“Oh I say, Ned, what a baby you are! I shall tell them over our breakfast everything you—Oh! I say! Smell that?”
“Yes,” cried Ned eagerly. “Coffee.”
“No, no; that other smell. I know! old Griggs is frying something for breakfast. Come on.”
The scene around was glorious; there was the blue sunlit sky, in the distance the purple mist and the glistening silver of pool after pool, while all else was golden green—tree, bush, and waving reed, rush and grass. To a couple of boys whose eyes had been smarting for days in the dusty glare, the country around seemed perfect in its beauty. But though they had been revelling therein, and enjoyed it to the full, now that they were refreshed by their bath all seemed as nothing compared with the film of grey smoke that arose from close by the heap of packs beyond which the ponies and mules were grazing, half-hidden by the lush rich grass which brushed their flanks.
But it was not only the sight of that slow-rising smoke, there was the odour which floated to their nostrils, and set them off running in a way which seemed to suggest that their swim had washed away all the stiffness and languor of the day before.
“Breakfast,” shouted Griggs as they drew near, and his cry brought up Wilton, Bourne, and the doctor, each with his double rifle and shot-gun across his shoulder.
The change was so great after the sufferings and excitement of the past hours, that every one was enthusiastic, and the conversation became general about the future; but very soon all but one became listeners, the one being the doctor, who laid down the law as to future proceedings, giving it as his opinion that the success of the expedition, or more especially the continuance thereof, must depend upon their keeping in touch with water.
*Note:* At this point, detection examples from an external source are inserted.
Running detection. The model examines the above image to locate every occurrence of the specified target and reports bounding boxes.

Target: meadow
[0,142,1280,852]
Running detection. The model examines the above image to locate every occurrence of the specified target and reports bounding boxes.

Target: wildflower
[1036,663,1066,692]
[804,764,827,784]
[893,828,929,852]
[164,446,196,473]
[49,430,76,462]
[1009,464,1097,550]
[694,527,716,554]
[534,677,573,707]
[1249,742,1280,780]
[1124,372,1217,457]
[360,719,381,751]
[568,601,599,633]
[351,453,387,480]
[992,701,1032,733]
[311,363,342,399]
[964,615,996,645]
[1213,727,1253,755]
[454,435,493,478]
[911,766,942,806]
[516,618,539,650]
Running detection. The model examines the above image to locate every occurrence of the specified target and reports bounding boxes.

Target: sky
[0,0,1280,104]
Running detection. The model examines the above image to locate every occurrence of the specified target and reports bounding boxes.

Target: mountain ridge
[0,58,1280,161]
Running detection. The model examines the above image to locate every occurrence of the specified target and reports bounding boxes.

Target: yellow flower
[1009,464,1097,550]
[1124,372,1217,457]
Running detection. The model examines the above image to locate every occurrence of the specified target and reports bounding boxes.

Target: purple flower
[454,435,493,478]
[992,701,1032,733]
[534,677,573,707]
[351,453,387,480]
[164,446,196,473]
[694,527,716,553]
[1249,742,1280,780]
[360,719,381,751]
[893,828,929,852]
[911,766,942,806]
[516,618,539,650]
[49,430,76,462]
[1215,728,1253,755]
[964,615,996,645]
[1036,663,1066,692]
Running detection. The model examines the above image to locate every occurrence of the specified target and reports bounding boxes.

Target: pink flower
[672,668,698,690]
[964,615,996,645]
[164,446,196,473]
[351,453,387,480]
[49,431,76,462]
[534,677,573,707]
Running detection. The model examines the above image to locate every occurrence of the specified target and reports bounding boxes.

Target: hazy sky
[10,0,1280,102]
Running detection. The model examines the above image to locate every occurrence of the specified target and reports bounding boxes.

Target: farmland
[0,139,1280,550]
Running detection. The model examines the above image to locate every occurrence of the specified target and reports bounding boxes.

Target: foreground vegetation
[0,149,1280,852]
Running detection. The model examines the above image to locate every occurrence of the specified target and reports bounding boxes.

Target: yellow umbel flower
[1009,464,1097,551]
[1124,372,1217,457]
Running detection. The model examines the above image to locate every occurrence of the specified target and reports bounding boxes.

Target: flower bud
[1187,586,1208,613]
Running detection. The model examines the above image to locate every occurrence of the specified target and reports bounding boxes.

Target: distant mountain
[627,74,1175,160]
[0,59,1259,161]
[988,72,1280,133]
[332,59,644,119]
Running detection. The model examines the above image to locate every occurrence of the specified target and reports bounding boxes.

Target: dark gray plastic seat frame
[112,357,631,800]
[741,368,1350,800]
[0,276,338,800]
“Yes, that’s right,” said Griggs, as if speaking to himself.
“You see,” said the speaker, “our stores must rapidly grow less, and we have to face the fact that we shall have to throw ourselves upon the resources of the country; hence to go on journeying through the deserts means failure, perhaps worse, for we may find some day that we have gone so far that we cannot retrace our steps. You follow me, Griggs?”
“Quite, sir,” was the reply. “You are saying what I think, only much better. I don’t want to push forward my opinions, but I know a little about these matters, having journeyed farther north years ago, and having had a good deal to do with the horrible alkali plains, as they called them.”